Cl, 0.2-23.1%) scored positive for peptide VSFELFADK (SEQ ID NO: l), and none for peptide FEDENFILK (SEQ ID NO:2) (Dataset S7).

It was notable that 11 of 17 (64.7%) of the plasmas from patients with early-stage ovarian cancers scored positive for PPIA peptides, while 32 of 46 (69.6%) of the plasmas from patients with more advanced cancers scored positive (combining phase 2b and phase 3; Dataset S7). For comparison, CA125 levels were measured in a subset of the same cohort. CA125 was elevated in 20 of 63 ovarian cancer patients and in none of 50 healthy controls. The elevations in CA125 and PPIA did not completely overlap, so that the sensitivity for detection of either CA125 or PPIA levels was 74.6% (95% Cl, 62.1-84.7%), higher than either alone (see Venn diagram in Fig. 7).

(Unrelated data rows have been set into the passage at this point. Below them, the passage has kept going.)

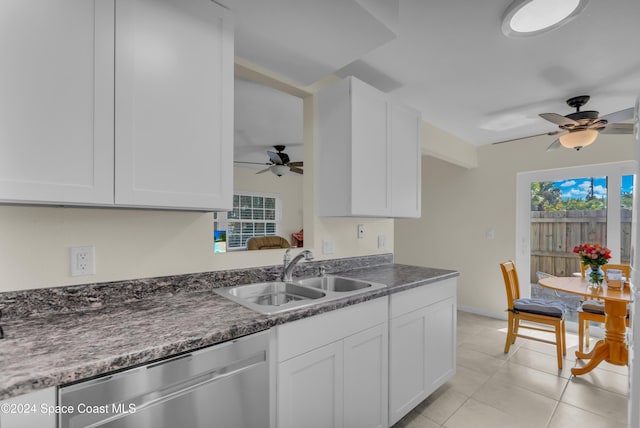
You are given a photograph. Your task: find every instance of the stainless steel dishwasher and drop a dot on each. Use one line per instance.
(224, 386)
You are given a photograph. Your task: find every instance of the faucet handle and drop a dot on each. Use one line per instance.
(322, 270)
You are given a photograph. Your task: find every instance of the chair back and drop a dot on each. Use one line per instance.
(511, 283)
(267, 242)
(626, 269)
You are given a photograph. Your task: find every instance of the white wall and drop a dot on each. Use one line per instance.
(459, 205)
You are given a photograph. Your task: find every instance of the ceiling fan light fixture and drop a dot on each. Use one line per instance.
(524, 18)
(578, 139)
(279, 170)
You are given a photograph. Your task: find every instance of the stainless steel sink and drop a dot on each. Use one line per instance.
(271, 297)
(275, 293)
(334, 283)
(278, 296)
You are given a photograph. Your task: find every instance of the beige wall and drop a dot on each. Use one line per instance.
(459, 205)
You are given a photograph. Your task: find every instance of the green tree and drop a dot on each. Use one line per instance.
(545, 196)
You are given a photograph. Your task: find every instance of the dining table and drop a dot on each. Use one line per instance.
(613, 348)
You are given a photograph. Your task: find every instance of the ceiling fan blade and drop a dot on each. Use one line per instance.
(274, 157)
(558, 119)
(619, 116)
(618, 128)
(554, 146)
(295, 169)
(252, 163)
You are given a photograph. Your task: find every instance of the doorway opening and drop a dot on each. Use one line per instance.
(559, 209)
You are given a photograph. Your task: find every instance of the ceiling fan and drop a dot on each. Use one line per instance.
(279, 163)
(581, 128)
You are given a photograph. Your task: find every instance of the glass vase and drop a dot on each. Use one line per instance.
(595, 276)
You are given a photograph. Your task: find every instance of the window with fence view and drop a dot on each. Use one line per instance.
(566, 213)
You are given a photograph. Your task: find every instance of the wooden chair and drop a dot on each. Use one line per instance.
(537, 311)
(593, 310)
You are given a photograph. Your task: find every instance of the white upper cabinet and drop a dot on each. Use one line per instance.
(406, 162)
(56, 108)
(368, 153)
(156, 132)
(174, 104)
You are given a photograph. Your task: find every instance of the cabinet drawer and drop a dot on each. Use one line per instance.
(419, 297)
(304, 335)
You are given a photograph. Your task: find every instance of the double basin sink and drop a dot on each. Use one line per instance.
(277, 296)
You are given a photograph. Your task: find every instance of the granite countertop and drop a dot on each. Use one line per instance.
(60, 348)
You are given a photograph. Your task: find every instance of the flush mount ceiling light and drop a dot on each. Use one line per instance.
(524, 18)
(578, 139)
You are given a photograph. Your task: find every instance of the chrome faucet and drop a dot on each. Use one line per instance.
(288, 264)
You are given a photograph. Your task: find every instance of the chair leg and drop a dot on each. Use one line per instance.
(564, 339)
(510, 333)
(581, 334)
(559, 346)
(586, 333)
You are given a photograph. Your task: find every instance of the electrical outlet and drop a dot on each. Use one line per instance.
(83, 261)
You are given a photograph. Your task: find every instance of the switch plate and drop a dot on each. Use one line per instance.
(83, 261)
(327, 246)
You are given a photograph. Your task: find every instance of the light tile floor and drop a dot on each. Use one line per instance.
(523, 388)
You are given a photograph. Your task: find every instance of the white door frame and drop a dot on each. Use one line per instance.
(614, 171)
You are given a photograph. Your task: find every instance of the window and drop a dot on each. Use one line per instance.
(559, 209)
(253, 214)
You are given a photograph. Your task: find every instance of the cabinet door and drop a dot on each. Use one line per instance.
(406, 162)
(56, 109)
(366, 378)
(441, 343)
(369, 158)
(310, 390)
(174, 104)
(32, 410)
(407, 363)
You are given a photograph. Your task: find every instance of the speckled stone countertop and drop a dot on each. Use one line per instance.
(59, 347)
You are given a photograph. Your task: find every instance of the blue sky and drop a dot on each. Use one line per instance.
(579, 187)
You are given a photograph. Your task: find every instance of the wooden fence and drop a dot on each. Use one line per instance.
(555, 233)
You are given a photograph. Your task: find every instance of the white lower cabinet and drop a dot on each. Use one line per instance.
(332, 369)
(33, 410)
(422, 344)
(366, 378)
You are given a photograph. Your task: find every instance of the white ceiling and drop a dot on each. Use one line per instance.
(265, 117)
(449, 58)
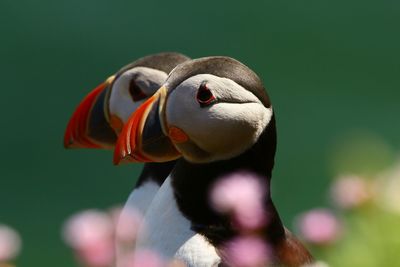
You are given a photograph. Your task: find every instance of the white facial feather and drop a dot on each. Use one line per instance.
(121, 102)
(223, 129)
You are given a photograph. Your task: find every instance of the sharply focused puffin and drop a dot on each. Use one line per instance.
(99, 118)
(214, 116)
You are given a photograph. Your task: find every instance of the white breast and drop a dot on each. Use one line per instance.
(167, 232)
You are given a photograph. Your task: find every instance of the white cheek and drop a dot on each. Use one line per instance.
(121, 103)
(223, 130)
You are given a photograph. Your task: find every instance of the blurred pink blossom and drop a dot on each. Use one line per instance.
(319, 226)
(242, 196)
(10, 243)
(97, 255)
(91, 234)
(245, 251)
(350, 191)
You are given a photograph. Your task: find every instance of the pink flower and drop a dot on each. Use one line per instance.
(319, 226)
(91, 234)
(246, 251)
(242, 196)
(97, 255)
(350, 192)
(10, 243)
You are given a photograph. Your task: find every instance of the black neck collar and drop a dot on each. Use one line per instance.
(192, 183)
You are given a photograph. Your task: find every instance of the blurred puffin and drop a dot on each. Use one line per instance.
(214, 116)
(98, 120)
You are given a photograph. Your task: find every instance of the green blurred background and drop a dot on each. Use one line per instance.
(331, 68)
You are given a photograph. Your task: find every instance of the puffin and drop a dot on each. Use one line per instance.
(100, 116)
(213, 116)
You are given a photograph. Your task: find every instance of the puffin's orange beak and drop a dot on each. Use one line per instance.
(88, 126)
(144, 138)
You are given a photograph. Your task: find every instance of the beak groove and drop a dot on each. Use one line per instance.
(77, 133)
(144, 137)
(126, 149)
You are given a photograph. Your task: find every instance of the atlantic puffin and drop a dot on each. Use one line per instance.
(98, 119)
(215, 118)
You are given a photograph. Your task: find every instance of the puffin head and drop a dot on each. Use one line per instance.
(208, 109)
(100, 116)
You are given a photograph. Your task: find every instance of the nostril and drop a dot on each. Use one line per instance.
(135, 91)
(204, 95)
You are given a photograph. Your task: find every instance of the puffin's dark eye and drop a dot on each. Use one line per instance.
(205, 96)
(135, 91)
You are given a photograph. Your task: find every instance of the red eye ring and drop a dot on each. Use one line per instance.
(135, 91)
(204, 96)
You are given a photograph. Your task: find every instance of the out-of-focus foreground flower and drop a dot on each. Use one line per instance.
(368, 205)
(319, 226)
(241, 195)
(91, 234)
(10, 244)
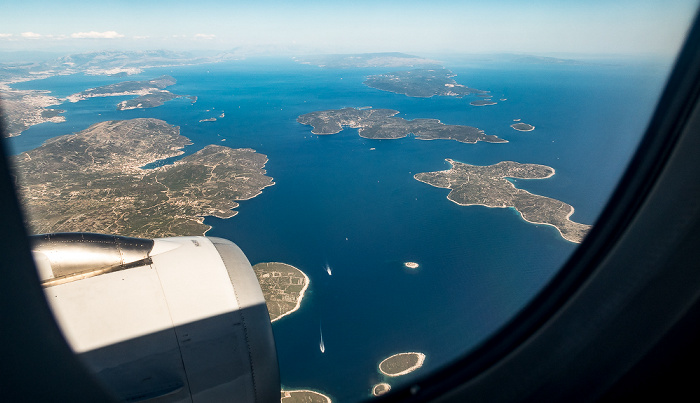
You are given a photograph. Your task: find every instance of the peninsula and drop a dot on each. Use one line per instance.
(151, 93)
(23, 109)
(380, 389)
(283, 286)
(422, 83)
(401, 364)
(381, 124)
(303, 396)
(488, 186)
(94, 181)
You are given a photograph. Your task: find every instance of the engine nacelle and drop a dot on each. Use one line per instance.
(171, 319)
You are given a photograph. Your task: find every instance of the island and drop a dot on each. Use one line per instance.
(488, 186)
(482, 102)
(381, 124)
(95, 181)
(212, 119)
(151, 93)
(283, 286)
(365, 60)
(422, 83)
(523, 127)
(380, 389)
(303, 396)
(23, 109)
(401, 364)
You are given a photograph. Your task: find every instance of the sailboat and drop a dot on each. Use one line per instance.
(321, 346)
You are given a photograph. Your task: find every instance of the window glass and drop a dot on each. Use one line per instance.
(415, 171)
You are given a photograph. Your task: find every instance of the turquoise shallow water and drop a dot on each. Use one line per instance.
(352, 203)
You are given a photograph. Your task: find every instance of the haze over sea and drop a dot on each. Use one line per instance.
(352, 203)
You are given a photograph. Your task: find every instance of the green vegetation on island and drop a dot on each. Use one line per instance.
(488, 186)
(303, 396)
(401, 364)
(93, 181)
(283, 286)
(422, 83)
(381, 124)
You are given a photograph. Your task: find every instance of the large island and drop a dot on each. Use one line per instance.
(401, 364)
(151, 93)
(488, 186)
(94, 181)
(381, 124)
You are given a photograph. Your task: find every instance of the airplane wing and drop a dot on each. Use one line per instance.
(172, 319)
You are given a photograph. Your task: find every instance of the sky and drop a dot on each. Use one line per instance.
(631, 27)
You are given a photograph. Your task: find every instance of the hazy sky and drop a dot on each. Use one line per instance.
(435, 26)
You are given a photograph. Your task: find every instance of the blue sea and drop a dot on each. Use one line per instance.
(351, 203)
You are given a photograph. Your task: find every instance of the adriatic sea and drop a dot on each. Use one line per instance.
(352, 203)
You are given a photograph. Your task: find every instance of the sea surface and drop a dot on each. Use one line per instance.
(351, 203)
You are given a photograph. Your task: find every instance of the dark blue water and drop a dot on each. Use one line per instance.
(352, 203)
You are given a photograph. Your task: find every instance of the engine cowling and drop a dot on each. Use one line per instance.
(169, 319)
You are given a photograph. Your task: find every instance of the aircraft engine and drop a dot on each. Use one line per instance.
(169, 319)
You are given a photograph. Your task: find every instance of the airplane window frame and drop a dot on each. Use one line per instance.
(37, 363)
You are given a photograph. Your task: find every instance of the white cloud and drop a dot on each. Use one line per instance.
(30, 35)
(96, 35)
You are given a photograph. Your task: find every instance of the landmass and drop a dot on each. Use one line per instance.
(212, 119)
(380, 389)
(401, 364)
(151, 100)
(151, 93)
(283, 286)
(488, 186)
(381, 124)
(523, 127)
(422, 83)
(364, 60)
(94, 181)
(303, 396)
(482, 102)
(23, 109)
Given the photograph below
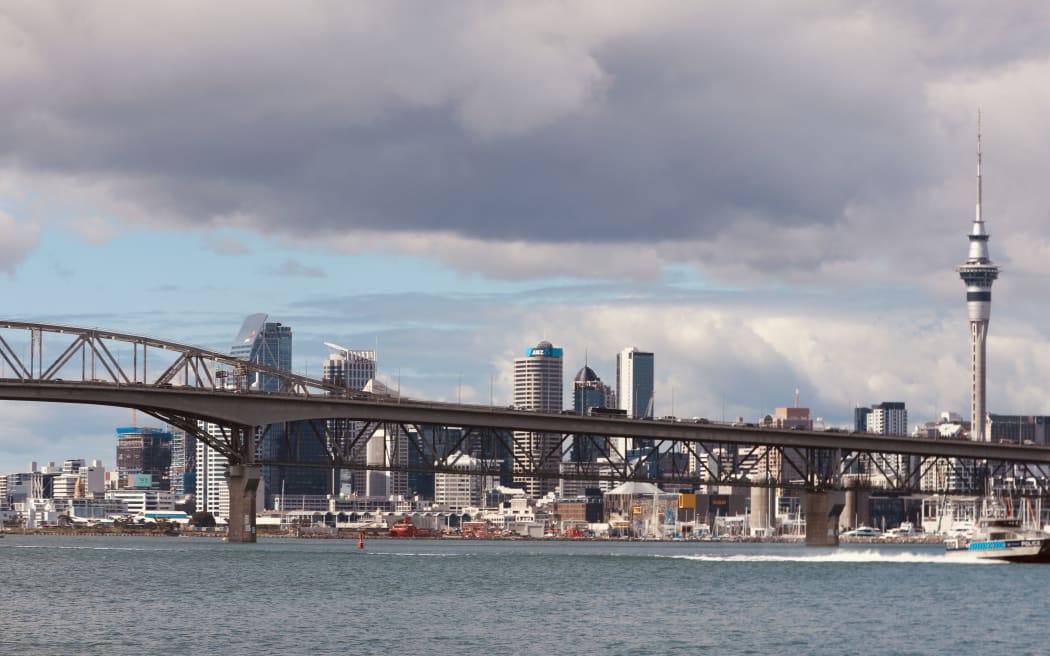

These results demonstrate that SAFE-SRM can be used as a generalizable method for discovering disease-specific peptides in the circulation. Specifically, the SAFE-SRM method was used to identify and validate peptides from PPIA that can be used as a circulating peptide marker to identify mammals as having ovarian cancer.

OTHER EMBODIMENTS

It is to be understood that while the invention has been described in conjunction with the detailed description thereof, the foregoing description is intended to illustrate and not limit the scope of the invention, which is defined by the scope of the appended claims. Other aspects, advantages, and modifications are within the scope of the following claims.